2023-06-19 –, Maschinenhaus
Deep learning for search has become a hot topic, while pre-trained neural nets do not function well as expected. We will discuss the algorithms behind model fine-tuning, and how to scale it up.
Deep learning for search has become a hot topic in recent years, it enables users to search based on semantics, search based on visual similarity, and conduct cross-multi/modality searches.
Though promising, it is non-trivial to use deep neural nets inside your system and expect it works out of the box. In fact, in most cases, it doesn't work. The reason can be summarised into three pillars: task shift, domain shift, and knowledge shift.
Firstly, most of the deep learning models are trained to minimize classification/regression/segmentation loss, rather than search loss. Secondly, the dataset on which the model was trained could be quite different from the data you're working on. Last but not least, we observed a notable knowledge gap between search engineers and machine learning engineers.
In this talk, we would like to gently guide the audience into the neural search world. Discuss the motivation behind model tuning. Then, we'll discuss the algorithm frameworks behind model fine-tuning, such as deep metric learning, contrastive learning and self-supervised learning. Last but not least, we'll talk about the infrastructure behind a mature training service and how could we scale it up.
We believe the topic could be interesting for the Berlin Buzzwords audience since it covers several aspects of the tags: search, data science, and scale. After the 40 minutes talk, the audience is expected to understand:
1. What is neural search and why it is important.

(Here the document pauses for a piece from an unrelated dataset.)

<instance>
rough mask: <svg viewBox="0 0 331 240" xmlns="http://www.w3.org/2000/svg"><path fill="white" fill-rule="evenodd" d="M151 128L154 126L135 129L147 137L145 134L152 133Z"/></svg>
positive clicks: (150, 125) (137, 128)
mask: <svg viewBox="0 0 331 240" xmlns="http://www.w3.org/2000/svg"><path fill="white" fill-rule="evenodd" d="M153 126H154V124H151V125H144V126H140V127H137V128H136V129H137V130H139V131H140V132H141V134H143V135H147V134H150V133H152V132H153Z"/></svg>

2. The algorithms to improve pre-trained neural nets for single-modality search/cross-modality search.
3. Our tech stack to scale the training platform up.
I enjoy bringing machine learning into production at Jina.ai as Head of Engineering. The combination of high quality engineering, digging into data and the real-world problem at hand thrills me.
Bo Wang is a senior Machine Learning engineer who's leading the development of Finetuner. He got his BSc from Lanzhou University, China, and MSc from TU Delft, the Netherlands with a background in multimedia information retrieval. He is the core developer of first wave semantic search framework MatchZoo, and also the developer of Jina Core & Docarray.